Saturday, August 14, 2010

Sportsnet One: The Phantom Menace?

Mustachioed D1 soccer enthusiast Andrew Bucholtz wrote a poignant post this morning on the availability of top-tier European football on Canadian channels, or lack thereof. Buried deep within the post is a criticism of Sportsnet One, the new flagship cable channel of the Rogers media empire, and their attempt to screw the rest of us.

Sportsnet One is essentially Sportsnet HD. It shows the Raptors, Blue Jays, Oilers, Flames, Canucks and Senators, with the hockey teams being restricted to their own markets.

So really, the only alternative programming that Sportsnet One will offer is European football, but, as Bucholtz points out,

1: Sportsnet One is available only on Rogers carriers.

2: Rogers only offers cable to Ontario, New Brunswick and Newfoundland.

For now, the only thing we'll be missing out on is Rogers' rights to Premiership games. For now. Keep in mind this summer that the Vancouver Canucks took on the communcations giant as a business partner this summer.

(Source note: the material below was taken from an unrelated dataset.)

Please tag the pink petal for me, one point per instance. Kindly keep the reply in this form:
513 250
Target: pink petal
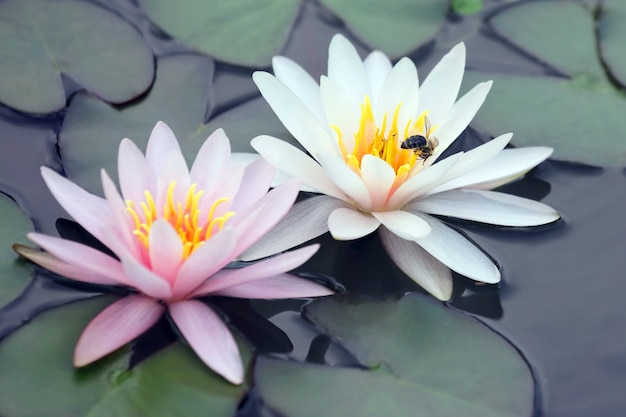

13 Canucks games to be broadcast on Sportsnet One

Since BC viewers are unable to get Rogers One, this means there will be pressure on Shaw, the Western Canadian cable company, as well as sattelite carriers, to carry the Rogers channel.

The Canucks generally have 11-17 pay-per-view games per season. The package is about $11 a game or $15 in HD. If Shaw begins carrying Sportsnet One at, say, $5 a month, it disguises the cost of pay-per-view games as a regular cable channel, offering nothing that the old Sportsnet didn't do already.

Good business? Hell yes. Ethical? Hell no. It's not just the Canucks, but the Oilers and Flames each have 58 games to air via Sportsnet, without the release stating how many will be reserved for the Sportsnet One broadcast.

This would be the television equivalent to money-laundering. How many Canuck, Flame and Oiler fans refused to buy the pay-per-view broadcasts because of the inherent bias of the phrase? Under the 'Sportsnet ONE' umbrella, it's just another cable channel, like TSN2.

Unlike TSN2, however, Sportsnet is not actually committed to bringing sports programming to our homes, but more determined to shut us out from it.